雨がぱらぱらと降っている。
だが上空には雲が薄く、明るく日の光が差し込んでいた。


「どこかで、狐が祝言を挙げたな」


山中の、人気のない、忘れられたような神社。
そこの周りの自然と同化するかのように、その男はいた。いや、男という言い方は厳密には正しくないかもしれない。
なぜなら、男は人ではなかった。
腰より長く、美しい銀髪に、空と海を溶かし込んだかのような青い瞳。白い着流しと、瞳色とお揃いの羽織り。人のようで人でない。
頭上には、髪色と同じ銀色の、狐のような耳があった。後ろには、九本の狐の尾が伸びている。
男の名は氷桜(ひおう)といった。
九尾の妖狐と呼ばれる妖の一種であり、長年生きて天狐…つまり狐神となった存在だ。

氷桜は空を見上げ、晴れているというのに降り注ぐ雨に、少し煩わしげに眉を顰め、ぱたりと後ろの尾を揺らす。
手に持っていた扇子を広げて、顔に降りかかる雨を凌いだ。だが、降りかかる雨はすぐに遮られる。


「…天狐、」
「何だ、お前か。鬼の子」
「もう鬼ではない、人だ…」


後ろから、少年と青年の間のような容貌をした、薄水色の髪目を持つ男が、氷桜に番傘を差し出していた。
白蓮(はくれん)。人間の女性を愛し、妖から人へと転じた鬼である。


「めでたいな、鬼の子よ」
「祝言か?」
「ああ、晴れているのに雨が降ってきた」
「…人里でも、このような天気を"狐の嫁入り"と呼ぶらしい」
「なるほど。…どこかで見た人の子がいるのかもしれないな」


二人で、ぼんやりと雨の空を見上げる。見上げた空は青かった。
人には到底見えぬ遙か向こうの、山の中腹。そこに、白い花嫁衣裳がちらりと見えた。
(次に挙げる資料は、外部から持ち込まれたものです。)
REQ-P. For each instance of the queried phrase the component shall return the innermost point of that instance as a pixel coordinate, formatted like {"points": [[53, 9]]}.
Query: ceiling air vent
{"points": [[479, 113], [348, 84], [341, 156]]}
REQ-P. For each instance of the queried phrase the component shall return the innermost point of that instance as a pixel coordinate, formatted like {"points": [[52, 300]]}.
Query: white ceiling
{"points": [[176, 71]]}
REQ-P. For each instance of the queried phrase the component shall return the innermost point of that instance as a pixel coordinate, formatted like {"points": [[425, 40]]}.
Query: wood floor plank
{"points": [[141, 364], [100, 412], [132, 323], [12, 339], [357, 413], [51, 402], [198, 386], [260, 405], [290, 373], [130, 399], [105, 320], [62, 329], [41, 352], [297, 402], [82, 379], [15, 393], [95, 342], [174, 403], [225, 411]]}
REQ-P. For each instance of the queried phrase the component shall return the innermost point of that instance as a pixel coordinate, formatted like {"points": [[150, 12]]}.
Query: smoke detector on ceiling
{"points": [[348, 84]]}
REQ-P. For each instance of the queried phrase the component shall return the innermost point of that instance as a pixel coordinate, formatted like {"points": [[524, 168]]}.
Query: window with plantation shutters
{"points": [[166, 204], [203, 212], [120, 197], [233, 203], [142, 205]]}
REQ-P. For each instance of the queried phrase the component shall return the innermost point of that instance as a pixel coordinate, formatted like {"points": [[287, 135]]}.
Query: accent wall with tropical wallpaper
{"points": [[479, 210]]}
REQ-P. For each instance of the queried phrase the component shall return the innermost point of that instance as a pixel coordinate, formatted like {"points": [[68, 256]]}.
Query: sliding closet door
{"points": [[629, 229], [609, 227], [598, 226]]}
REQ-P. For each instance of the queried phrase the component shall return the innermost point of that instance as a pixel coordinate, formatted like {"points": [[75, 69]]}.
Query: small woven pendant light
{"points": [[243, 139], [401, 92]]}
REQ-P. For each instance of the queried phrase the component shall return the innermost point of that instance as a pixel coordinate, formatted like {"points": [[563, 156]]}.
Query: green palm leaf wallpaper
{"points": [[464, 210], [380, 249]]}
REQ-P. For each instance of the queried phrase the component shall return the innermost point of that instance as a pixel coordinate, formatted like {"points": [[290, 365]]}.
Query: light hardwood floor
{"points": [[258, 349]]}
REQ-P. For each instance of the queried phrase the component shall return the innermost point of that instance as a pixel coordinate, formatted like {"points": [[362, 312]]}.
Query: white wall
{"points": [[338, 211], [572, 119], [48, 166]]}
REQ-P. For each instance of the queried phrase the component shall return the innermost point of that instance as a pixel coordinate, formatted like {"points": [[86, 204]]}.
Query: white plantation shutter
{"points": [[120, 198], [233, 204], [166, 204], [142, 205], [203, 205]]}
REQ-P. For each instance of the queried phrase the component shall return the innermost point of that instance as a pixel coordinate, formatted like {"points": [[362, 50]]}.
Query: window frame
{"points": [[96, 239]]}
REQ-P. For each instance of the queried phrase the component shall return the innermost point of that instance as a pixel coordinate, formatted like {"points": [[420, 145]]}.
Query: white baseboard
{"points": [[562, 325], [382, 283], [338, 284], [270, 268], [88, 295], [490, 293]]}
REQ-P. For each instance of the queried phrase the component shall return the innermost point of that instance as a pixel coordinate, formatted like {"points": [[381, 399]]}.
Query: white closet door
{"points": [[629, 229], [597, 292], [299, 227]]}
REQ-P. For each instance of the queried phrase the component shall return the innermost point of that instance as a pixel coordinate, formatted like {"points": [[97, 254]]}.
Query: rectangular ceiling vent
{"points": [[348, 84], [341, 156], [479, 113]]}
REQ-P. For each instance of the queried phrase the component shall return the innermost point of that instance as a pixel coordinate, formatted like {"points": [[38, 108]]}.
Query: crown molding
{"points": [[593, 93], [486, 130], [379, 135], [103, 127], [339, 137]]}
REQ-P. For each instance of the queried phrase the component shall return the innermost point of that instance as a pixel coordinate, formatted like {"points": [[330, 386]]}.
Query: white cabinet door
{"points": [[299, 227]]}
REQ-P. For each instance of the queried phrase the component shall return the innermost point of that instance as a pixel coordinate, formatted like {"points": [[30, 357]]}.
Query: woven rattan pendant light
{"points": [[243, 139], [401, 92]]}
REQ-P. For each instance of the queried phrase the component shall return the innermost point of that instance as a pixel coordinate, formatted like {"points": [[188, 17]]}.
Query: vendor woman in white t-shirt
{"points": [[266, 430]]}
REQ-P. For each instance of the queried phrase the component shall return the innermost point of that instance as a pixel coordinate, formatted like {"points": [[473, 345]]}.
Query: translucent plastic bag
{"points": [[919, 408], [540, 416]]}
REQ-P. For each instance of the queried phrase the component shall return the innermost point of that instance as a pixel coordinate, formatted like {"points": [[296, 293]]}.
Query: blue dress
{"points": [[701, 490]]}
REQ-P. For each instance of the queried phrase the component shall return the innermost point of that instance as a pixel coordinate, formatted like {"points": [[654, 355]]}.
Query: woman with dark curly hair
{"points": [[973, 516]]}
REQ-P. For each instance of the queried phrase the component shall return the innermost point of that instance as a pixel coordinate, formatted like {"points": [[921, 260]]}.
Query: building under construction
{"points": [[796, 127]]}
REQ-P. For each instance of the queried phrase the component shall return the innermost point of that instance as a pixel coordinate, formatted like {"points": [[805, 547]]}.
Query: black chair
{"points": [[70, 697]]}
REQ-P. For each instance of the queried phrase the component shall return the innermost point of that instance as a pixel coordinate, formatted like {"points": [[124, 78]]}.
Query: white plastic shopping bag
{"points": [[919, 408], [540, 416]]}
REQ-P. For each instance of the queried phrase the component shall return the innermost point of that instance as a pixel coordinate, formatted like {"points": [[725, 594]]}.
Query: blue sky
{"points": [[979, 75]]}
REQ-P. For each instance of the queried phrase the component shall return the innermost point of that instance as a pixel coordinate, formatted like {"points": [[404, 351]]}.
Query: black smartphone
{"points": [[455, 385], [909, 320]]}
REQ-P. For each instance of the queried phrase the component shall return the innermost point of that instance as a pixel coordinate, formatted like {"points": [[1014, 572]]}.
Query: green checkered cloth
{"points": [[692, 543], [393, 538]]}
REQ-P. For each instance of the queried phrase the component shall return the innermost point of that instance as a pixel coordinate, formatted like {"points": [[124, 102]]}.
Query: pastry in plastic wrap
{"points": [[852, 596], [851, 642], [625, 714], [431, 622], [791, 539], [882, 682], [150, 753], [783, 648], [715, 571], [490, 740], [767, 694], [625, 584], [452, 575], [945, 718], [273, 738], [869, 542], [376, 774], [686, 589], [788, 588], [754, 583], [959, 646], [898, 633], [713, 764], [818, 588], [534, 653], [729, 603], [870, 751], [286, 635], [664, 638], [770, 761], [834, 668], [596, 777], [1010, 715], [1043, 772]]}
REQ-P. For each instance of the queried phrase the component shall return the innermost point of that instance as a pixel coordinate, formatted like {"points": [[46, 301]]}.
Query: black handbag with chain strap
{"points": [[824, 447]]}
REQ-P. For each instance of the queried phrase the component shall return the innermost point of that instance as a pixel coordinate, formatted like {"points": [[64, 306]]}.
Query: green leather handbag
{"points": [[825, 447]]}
だが、あのような場所に、人里はない。
どうやら、あそこで狐の嫁入りが行われているようだ。


「これも何かの巡り合わせだな…この氷桜が、名も知れぬ同胞の婚儀を祝って、祝儀を贈ってやろう」


そう言葉を零し、扇子を閉じる。そして、向かいの山の中腹に向けて、つぅっと指差すと、山頂までの道のりに、まるで道案内をするかのように灯りが灯った。
狐火。妖狐が得意とする術の一種だ。
それを満足そうに見やり、続けて、扇子を山の上へと向ける。
すると、さぁさぁと降り注いでいた雨が勢いを顰めていく。
何をするのかと一連の動作を見守っていた白蓮は、その先を見て、思わず声を漏らした。


「…ほぅ、」
「どうだ、鬼の子よ。中々風流な見送りだろう」


その山には。大きく弧を描く、鮮やかな虹がかかっていた。
ちょうど花嫁行列が歩いていく先だろう。絶妙な場所に位置している。

狐火の提灯と、大きくかけられた虹。
なるほど、これは人…いや、並みの妖でさえ到底真似できないだろう雅な祝儀だ。
もしかしたら、これの贈り主に気付いて、花嫁が歓喜しているのかもしれない。
視界の先で、白いものがちらちらと忙しなく動き回っている。


「よい日だな、天狐。俺も、見知らぬ狐の幸福を願うとしよう」
「この俺が祝福してやったのだ、きっと子宝にも恵まれるだろう」


この風流な怪異現象は、形を変えて人里にも伝わり、
"狐の嫁入り"の日に祝言を挙げて、虹がかかれば、山の神の祝福があると伝えられることになる。






企画ear様に提出。
お題は「虹」
六月の花嫁にもかけてみました。